Today, the Instagram and Facebook feeds are full of ads and sponsored posts. TikTok and Snapchat are full of videos of influencers promoting dish soaps and dating apps. And soon, the Twitter posts that get the most visibility will come mostly from subscribers who pay for exposure.
In many ways, social media is becoming less social.
The change has implications for large social media companies and the way people interact digitally.. But it also raises questions about a core idea: the online platform. For years, the notion of an all-in-one public place where people spent most of their time reigned supreme. But as the big social networks prioritized connecting people with brands over connecting them with other people, some users began seeking out community-oriented sites and apps dedicated to specific hobbies and topics.
“Platforms as we knew them are over,” said Zizi Papacharissi, a communications professor at the University of Illinois at Chicago.
The change helps explain why some social media companies, which still have billions of users and generate billions of dollars in revenue, are now exploring new avenues of business. Twitter, owned by Elon Musk, has been pushing people and brands to pay $8 to $1,000 a month to become subscribers. Meta, the parent company of Facebook and Instagram, is moving into the immersive online world of the metaverse.
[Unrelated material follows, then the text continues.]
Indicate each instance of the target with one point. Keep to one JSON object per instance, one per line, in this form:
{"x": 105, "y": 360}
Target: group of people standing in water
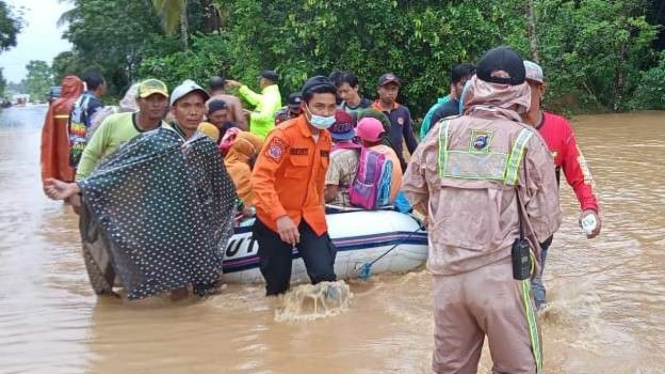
{"x": 160, "y": 185}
Some users are now gravitating towards smaller, more focused sites. These include Mastodon, which is essentially a Twitter clone divided into communities; Nextdoor, a social network for neighbors to discuss issues like local potholes; and apps like Truth Social, which was started by former President Donald J. Trump and seen as a social network for conservatives.
“It’s not about electing one network to rule them all — that’s crazy Silicon Valley logic,” said Ethan Zuckerman, a professor of public policy at the University of Massachusetts Amherst. “The future is that you are a member of dozens of different communities, because as human beings, that’s how we are.”
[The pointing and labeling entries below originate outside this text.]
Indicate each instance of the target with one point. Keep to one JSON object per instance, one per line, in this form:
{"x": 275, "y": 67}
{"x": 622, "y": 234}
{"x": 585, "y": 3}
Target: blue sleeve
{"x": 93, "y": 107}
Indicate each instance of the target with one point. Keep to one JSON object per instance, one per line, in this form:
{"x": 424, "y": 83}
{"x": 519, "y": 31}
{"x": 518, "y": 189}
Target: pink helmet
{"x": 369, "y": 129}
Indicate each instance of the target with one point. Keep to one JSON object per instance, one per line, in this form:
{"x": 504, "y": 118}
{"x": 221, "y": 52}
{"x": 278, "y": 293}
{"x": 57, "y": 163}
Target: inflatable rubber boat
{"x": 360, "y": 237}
Twitter did not comment on the evolution of social networks. Meta declined to comment and TikTok did not respond. Snap, creator of Snapchat, said that while his app had evolved, connecting people with friends and family was still his primary function.
Over the past year, technologists and academics have also been focusing on smaller social networks. In a recent article titled “The Three-Legged Stool: A Manifesto for a Smaller, Denser Internet,” Mark Zuckerberg, CEO of Meta, and others described how companies of the future could run small networks at low cost.
They also suggested creating an app that allows people to switch between the sites they use. One of those apps, called Gobo and developed by the MIT Media Lab and the University of Massachusetts Amherst, will launch this month.
The tricky part for users is finding the small networks because they are not known. But larger social networks, like Mastodon or Reddit, often act as a gateway to smaller communities. By signing up to Mastodon, people can choose a server from an extensive list, including those related to gaming, food, and activism.
Eugen Rochko, chief executive of Mastodon, said users were posting more than a billion posts a month and there were no algorithms or ads messing with people’s feeds.
One benefit of small networks, like Letterboxd, an app for movie enthusiasts to share their thoughts on movies, is that they target special interests.
Smaller communities can also take some of the social pressure off social media use, especially for younger people. Over the past decade, stories have emerged, including in US congressional hearings, about teens developing eating disorders after trying to live up to the “Instagram-perfect” photos and watching videos on TikTok.
The idea that a new social networking site could become the one app for everyone seems unrealistic, experts say. When young people are done experimenting with a new network — like BeReal, the photo-sharing app that was popular with teens last year but is now losing millions of active users — they move on to the next.
More small networks are likely to come. Last year, Harvard University, where Zuckerberg founded Facebook in 2004 while he was a student, launched a research program dedicated to rebooting social media. The program helps students and others create and experiment with new networks together.
One app that emerged, Minus, allows users to post only 100 posts in a lifetime. The idea is to make people feel connected in an environment where their time together is seen as a precious and finite resource, unlike traditional social networks.
“It’s an experiment in performance art,” said Jonathan Zittrain, a professor of law and computer science at Harvard who started the research initiative. “It’s the kind of thing that, as soon as you see it, it doesn’t have to be that way.”